Letter for Employee to Request Modified Policy for Disability

MEMORANDUM

TO:                  (1) ____________________________

FROM:            (2) ____________________________

RE:                  Request for Reasonable Accommodation

DATE:            (3) ________________________

This is a request for reasonable accommodation under the Americans with Disabilities Act (ADA) and the California Fair Employment and Housing Act (FEHA).  If you are not the appropriate person to receive this request, please notify me immediately, and forward this letter on to the person who handles requests for reasonable accommodation. 

I am a person with a “disability” under state and federal laws.  [My condition is (4) _________________.]   Due to my disability, I am requesting the following modification of workplace policy:  (5) ______________________________________________. 

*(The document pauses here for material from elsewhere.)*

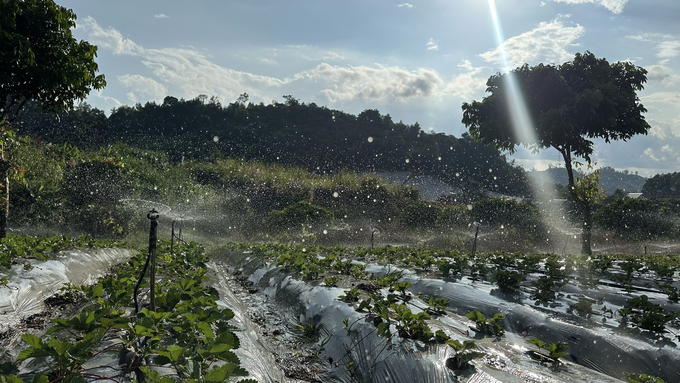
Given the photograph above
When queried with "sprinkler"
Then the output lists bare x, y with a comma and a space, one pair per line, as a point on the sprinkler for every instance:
151, 258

According to the ADA and the federal Equal Employment Opportunity Commission (EEOC), modified policies are a form of reasonable accommodation.  See 42 U.S.C. § 12111(9)(B) and the section entitled “Modified Workplace Policies” in EEOC Enforcement Guidance on Reasonable Accommodation and Undue Hardship Under the Americans with Disabilities Act, both available at www.eeoc.gov.

Please let me know if you require reasonable medical documentation of my condition, or if you wish to propose alternative accommodations to those I have requested.  I am ready and willing to engage in the interactive process with you so that I may continue in my employment.

Thank you.

(1)  Name of Human Resources director, supervisor, program director, or another manager

(2)  Your name

(3)  Today’s date

(4)  Optional:  State the name or a description of your condition using language you feel comfortable with.

(5) Describe the modification to the workplace policy or rule you are seeking and how it relates to your disability.  Examples:

“Due to my cancer treatments, I need to constantly drink water.  I would like to carry water on the floor.” 

“I would like to use a stool while working the checkout station because of my knee and ankle injury.”

“Because of my disability, I have difficulty concentrating and can get startled by noises around me.  I would like to listen to music on headphones at work.”

“Because of my diabetes, I sometimes need to eat immediately.  I would like to keep food at my desk.”

“Because of my disability, I need unscheduled bathroom breaks – I cannot wait for my scheduled break.”

“I need an extension of leave beyond what is provided in our employee handbook.”

“I need a transfer even though I haven’t been in my current assignment the minimum year.”